- Interactive map of Kfar Qouq
- Country: Lebanon
- Governorate: Beqaa Governorate
- District: Rashaya District

= Kfar Qouq =

Kfar Qouq (and variations of spelling) is a village in Lebanon, situated in the Rashaya District and south of the Beqaa Governorate. It is located in an intermontane basin near Mount Hermon near the Syrian border, approximately halfway between Jezzine and Damascus.

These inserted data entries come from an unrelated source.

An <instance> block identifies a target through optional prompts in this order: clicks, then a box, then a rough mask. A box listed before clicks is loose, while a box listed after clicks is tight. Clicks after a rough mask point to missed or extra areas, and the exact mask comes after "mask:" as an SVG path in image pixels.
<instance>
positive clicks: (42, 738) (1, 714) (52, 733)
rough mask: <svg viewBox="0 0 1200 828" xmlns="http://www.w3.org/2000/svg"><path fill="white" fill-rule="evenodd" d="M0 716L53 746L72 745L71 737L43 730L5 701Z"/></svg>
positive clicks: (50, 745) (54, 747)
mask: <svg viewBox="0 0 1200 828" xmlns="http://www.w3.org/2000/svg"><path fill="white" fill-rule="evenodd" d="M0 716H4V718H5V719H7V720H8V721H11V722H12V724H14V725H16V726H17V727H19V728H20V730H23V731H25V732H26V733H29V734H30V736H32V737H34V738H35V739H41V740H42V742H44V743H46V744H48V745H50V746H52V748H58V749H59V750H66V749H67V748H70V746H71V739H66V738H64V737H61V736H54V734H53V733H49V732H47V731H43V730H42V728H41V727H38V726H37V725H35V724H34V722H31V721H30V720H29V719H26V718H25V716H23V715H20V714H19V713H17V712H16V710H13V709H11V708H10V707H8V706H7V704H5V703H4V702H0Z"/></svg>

The population of the hillside village is predominantly Druze.

== History ==
Kfar Qouq contains two Roman temple sites in the Western section of the town dating to around 111 BC and another less preserved temple near the church. Fragments such as columns and an inscribed block have been re-used in the village and surrounding area. The surrounding area also has many stone basins, tombs, caves, rock cut niches and other remnants from Greek and Roman times.

Dr. Edward Robinson, visited in the Summer of 1852 and noted a Greek inscription on a doorway, the public fountain and a large reservoir which he noted "exhibits traces of antiquity". The name of the village means "the pottery place" in Aramaic and has also been known as Kfar Quq Al-Debs in relation to molasses and grape production in the area. Kfar Qouq also been associated with King Qouq, a ruler in ancient times.

The local highway was targeted in the 2006 Lebanon War between Hezbollah and Israel.